Integrated various data sources into a unified data lake architecture, supporting the organization s data-driven decision-making processes.
Optimized SQL queries and Spark jobs to reduce computational costs and improve query performance in large-scale datasets.
Worked extensively with Parquet, Avro, and ORC formats to manage and serialize structured and semi-structured data.
Implemented Azure Event Hub for real-time data ingestion, enabling efficient streaming and processing of high-volume data. Utilized data modeling and ETL processes to ensure data accuracy, and consistency with healthcare regulations, including HIPAA.
Experienced in using Parquet, Avro, and ORC for efficient storage and retrieval of large datasets in distributed systems.
Optimized data storage and processing by selecting the appropriate serialization format based on use cases (e.g., Parquet for columnar storage, Avro for schema evolution). Configured and deployed Azure Purview services, including data catalog, data lineage, and data discovery capabilities Enabled encryption-in-transit and at-rest using Azure Key Vault and accessed governance using Azure RBAC and Active Directory groups enabling cross-subscription data sharing while ensuring security compliance. Demonstrated expertise in using Azure Data Catalog to discover, and document various data assets across the organization, including databases, tables, files, and data lakes.
Designed and implemented Spark Streaming solutions for real-time data processing and analysis, enabling immediate insights and actionable intelligence. Leveraged Azure DevOps for continuous integration and deployment (Infor/CD) of data pipelines and applications, streamlining the development and deployment processes. Created a secure network on Azure using NSGs, load balancers, autoscaling, and Availability Zones to ensure 99.95% uptime during peak data loads.

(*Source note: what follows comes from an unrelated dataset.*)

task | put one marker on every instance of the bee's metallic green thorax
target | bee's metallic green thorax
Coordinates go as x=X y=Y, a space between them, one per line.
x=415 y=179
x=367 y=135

Leveraged Power BI and Azure Analysis Services to deliver interactive dashboards and enable self-service analysis. Configured data pipeline orchestration using YAML pipelines in Azure DevOps, ensuring efficient and reliable execution of data workflows. Participated in Agile ceremonies, including sprint planning, daily stand-ups, and retrospectives, contributing to the continuous improvement of team processes. Configured and optimized Azure HDInsight clusters to meet performance, scalability. Utilized Terraform to automate infrastructure provisioning and management, ensuring consistent and reproducible deployments in an Azure environment. Designed and implemented Directed Acyclic Graph (DAG) workflows to automate complex data processing task. Strong experience in developing Web Services like REST, RESTful APIs and Data Mining using Requests in Python. Collaborated closely with the data engineering team to enhance and optimize data pipelines, improving data processing speed and efficiency. Expertise in processing JSON, Avro, Parquet, ORC and CSV formats for efficient data ingestion transformation and storage.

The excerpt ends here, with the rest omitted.